Sales tax is defined as the fee charged on the retail sale of goods and services. The New York state imposes a “general sales tax” on most goods and some services at a single rate currently at 4%.

In addition to the state’s sales tax rate, counties and cities can impose their own local sales tax rate.

Use tax is an equivalent tax that you pay on items you purchase outside the New York state, but then use or receive them in NY. The sales and the use tax are mutually exclusive, so you won’t pay the other if you pay one.

The State of New York Sales Tax

New York's Sales tax History

In 1933, sales tax was introduced in New York. It was imposed as a response to The Great Depression for one year, and it was at the rate of 1%. Then in 1934, the state authorized a local sales tax for New York City.

The general state sales tax replaced all locally administered sales taxes with a local option.
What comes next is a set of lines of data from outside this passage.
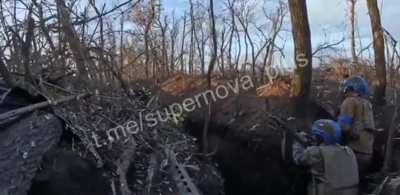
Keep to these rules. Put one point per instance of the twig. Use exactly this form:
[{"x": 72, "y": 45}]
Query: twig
[{"x": 40, "y": 105}]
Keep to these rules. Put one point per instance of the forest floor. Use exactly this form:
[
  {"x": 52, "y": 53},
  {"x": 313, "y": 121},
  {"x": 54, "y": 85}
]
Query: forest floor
[{"x": 242, "y": 140}]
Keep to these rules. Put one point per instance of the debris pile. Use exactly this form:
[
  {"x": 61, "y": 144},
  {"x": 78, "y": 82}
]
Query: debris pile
[{"x": 137, "y": 161}]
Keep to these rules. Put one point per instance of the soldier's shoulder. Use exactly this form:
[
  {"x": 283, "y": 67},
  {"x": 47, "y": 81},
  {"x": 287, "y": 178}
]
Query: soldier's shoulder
[{"x": 350, "y": 101}]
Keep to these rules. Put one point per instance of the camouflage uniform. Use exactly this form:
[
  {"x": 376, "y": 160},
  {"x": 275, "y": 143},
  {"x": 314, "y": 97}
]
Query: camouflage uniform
[
  {"x": 333, "y": 167},
  {"x": 360, "y": 135}
]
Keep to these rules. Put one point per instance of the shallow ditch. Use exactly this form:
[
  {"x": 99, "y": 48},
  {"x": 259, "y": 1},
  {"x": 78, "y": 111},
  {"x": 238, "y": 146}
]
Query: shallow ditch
[{"x": 251, "y": 167}]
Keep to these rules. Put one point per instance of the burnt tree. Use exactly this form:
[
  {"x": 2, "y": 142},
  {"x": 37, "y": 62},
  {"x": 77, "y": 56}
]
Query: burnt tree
[
  {"x": 303, "y": 53},
  {"x": 379, "y": 49}
]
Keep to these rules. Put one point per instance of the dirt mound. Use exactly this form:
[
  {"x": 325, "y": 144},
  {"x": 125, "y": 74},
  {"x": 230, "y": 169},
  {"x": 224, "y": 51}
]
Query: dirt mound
[
  {"x": 182, "y": 84},
  {"x": 280, "y": 87}
]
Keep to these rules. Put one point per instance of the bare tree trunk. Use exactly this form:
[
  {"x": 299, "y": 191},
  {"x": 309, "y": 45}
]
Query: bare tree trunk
[
  {"x": 182, "y": 55},
  {"x": 79, "y": 51},
  {"x": 379, "y": 49},
  {"x": 352, "y": 31},
  {"x": 207, "y": 120},
  {"x": 192, "y": 37},
  {"x": 303, "y": 54},
  {"x": 26, "y": 48},
  {"x": 5, "y": 73}
]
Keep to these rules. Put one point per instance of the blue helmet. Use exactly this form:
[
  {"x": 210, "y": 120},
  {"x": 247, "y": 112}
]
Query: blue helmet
[
  {"x": 356, "y": 83},
  {"x": 327, "y": 130}
]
This option authorized that counties and cities could only impose a maximum of 3% tax rate.

Special state approval was required in case they needed to increase the rate beyond the maximum. Both local and state sales taxes are administered by the New York State Department of Taxation and Finance.
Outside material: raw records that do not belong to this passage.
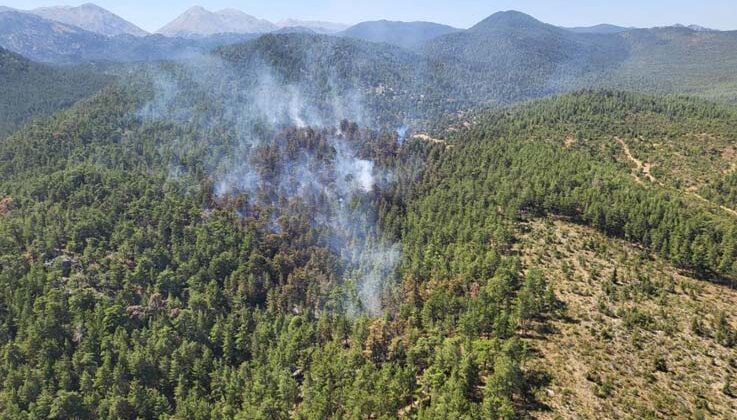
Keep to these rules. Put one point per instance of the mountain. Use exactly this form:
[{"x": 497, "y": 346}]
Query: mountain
[
  {"x": 316, "y": 26},
  {"x": 198, "y": 21},
  {"x": 402, "y": 34},
  {"x": 47, "y": 41},
  {"x": 32, "y": 90},
  {"x": 92, "y": 18},
  {"x": 44, "y": 40},
  {"x": 696, "y": 28},
  {"x": 665, "y": 60},
  {"x": 521, "y": 57},
  {"x": 603, "y": 28},
  {"x": 387, "y": 84},
  {"x": 537, "y": 271}
]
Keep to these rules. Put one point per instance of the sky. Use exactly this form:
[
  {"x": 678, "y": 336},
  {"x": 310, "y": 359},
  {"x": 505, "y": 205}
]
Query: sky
[{"x": 153, "y": 14}]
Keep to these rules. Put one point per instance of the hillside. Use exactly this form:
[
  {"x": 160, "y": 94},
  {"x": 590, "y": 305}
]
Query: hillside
[
  {"x": 378, "y": 84},
  {"x": 47, "y": 41},
  {"x": 197, "y": 21},
  {"x": 408, "y": 35},
  {"x": 90, "y": 17},
  {"x": 333, "y": 270},
  {"x": 638, "y": 338},
  {"x": 32, "y": 90}
]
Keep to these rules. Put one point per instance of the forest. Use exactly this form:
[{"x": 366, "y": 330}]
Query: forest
[{"x": 311, "y": 226}]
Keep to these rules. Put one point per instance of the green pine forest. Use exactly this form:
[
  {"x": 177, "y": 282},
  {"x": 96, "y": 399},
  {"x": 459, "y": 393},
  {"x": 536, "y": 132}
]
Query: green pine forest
[{"x": 556, "y": 238}]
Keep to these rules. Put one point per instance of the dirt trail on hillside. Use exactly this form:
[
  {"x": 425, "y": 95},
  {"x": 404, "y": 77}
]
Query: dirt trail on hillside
[
  {"x": 646, "y": 168},
  {"x": 643, "y": 167}
]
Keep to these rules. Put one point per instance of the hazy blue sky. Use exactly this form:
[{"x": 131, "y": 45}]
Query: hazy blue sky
[{"x": 152, "y": 14}]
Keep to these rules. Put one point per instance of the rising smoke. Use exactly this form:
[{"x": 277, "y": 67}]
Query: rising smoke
[{"x": 245, "y": 111}]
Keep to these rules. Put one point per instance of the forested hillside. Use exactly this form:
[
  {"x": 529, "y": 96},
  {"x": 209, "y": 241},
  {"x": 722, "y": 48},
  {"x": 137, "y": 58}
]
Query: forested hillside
[
  {"x": 31, "y": 90},
  {"x": 146, "y": 271},
  {"x": 307, "y": 226}
]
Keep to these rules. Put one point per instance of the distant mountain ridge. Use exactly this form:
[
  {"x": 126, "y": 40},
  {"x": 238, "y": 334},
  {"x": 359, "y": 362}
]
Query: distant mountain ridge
[
  {"x": 92, "y": 18},
  {"x": 603, "y": 28},
  {"x": 198, "y": 21},
  {"x": 314, "y": 25}
]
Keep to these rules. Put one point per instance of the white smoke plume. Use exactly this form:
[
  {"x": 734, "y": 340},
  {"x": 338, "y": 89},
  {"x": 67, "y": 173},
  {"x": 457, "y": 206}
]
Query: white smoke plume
[{"x": 242, "y": 110}]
New York's Sales Tax Rates

The New York State sales tax rate currently is 4%, but each county charges an additional sales tax between 3% and 4.5%. This means in New York, the sales rate that you can pay ranges between 7% to 8.5%, with the average in most counties and cities being 8%.
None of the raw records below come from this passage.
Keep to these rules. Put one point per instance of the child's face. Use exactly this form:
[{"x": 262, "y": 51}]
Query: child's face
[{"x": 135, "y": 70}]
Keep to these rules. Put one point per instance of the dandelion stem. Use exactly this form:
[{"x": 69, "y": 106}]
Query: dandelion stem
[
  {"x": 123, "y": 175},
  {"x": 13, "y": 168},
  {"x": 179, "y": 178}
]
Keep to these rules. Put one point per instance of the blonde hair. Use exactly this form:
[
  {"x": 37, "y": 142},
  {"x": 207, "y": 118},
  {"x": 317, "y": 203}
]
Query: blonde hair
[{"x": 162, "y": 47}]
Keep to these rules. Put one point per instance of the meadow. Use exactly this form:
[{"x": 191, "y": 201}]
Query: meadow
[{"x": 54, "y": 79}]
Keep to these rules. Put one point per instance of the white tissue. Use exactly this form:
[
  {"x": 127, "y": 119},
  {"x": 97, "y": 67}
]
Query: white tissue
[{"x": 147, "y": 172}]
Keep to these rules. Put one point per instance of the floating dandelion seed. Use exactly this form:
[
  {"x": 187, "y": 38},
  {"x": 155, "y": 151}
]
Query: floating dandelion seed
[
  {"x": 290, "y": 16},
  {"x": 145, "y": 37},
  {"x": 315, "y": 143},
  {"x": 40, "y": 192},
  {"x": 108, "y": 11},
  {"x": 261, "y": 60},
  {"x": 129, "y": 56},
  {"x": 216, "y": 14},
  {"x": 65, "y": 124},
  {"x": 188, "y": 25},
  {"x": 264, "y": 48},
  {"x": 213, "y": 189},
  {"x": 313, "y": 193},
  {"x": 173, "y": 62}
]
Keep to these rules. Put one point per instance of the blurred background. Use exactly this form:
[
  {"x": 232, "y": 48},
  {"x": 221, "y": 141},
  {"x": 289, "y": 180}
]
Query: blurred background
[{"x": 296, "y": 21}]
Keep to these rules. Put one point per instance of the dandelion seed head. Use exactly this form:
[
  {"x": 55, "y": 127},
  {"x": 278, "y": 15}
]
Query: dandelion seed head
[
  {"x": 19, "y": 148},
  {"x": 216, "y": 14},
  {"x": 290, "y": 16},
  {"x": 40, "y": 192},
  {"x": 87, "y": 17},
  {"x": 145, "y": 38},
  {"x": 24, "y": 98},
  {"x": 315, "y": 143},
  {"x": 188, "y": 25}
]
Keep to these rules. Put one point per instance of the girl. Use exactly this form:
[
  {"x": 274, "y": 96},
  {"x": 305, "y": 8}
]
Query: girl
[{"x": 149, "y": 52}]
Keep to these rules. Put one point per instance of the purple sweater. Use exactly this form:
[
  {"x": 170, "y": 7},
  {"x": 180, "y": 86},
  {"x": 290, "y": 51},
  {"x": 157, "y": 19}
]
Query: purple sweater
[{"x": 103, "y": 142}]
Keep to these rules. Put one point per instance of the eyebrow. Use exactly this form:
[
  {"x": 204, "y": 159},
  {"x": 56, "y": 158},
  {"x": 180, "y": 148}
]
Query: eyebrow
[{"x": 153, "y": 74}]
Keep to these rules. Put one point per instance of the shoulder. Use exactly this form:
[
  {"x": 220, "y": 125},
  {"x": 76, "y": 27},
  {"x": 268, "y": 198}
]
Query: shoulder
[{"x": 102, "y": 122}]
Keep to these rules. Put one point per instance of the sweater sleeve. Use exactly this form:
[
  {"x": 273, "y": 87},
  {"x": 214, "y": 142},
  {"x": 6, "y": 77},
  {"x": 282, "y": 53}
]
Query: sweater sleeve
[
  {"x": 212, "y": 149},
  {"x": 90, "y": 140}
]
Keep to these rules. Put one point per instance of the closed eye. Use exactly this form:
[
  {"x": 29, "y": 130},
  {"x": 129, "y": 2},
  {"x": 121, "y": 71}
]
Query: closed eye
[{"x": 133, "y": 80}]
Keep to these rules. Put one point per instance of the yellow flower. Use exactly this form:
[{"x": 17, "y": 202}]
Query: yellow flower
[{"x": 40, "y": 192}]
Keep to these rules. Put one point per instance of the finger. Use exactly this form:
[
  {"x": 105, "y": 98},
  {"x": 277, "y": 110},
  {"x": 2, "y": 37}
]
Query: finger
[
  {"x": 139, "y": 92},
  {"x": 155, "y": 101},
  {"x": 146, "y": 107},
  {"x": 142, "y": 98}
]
Counties based in the Metropolitan commuter transportation district (MCTD) are required to pay an extra sales tax at the rate of 0.375%.

So, to calculate the total amount of tax due on a sale, you multiply the item price before tax, by the combined state and local tax rate. And if applicable, you add the MCTD tax rate.

What is Taxed and What is Not?

In New York State, the majority of retail sales are subject to sales and use tax. Some items are taxed based on the buyer’s residency, rather than the location where the item was purchased. A good example of such an item is a vehicle.

There is tax exemption on several items in New York. These include prescribed medicines, groceries, newspapers, laundering and cleaning, and feminine products. Others include clothes and shoes that cost less than $110, and piped water.

Public utilities like phone services, gasoline, refrigeration, telegraph, and electricity, are taxable.

New York City taxes some services that are not taxed by the state. These services include massages, barber services, gym services, saunas, electrolysis, and beautician services.

Conclusion - New York Sales Tax

In the fiscal year 2022, New York state faces a potential gap of $15 billion. Some state policymakers have suggested an increase in taxes. This increase will mean a probable rise from 4%, which is the state’s current flat rate for sales tax.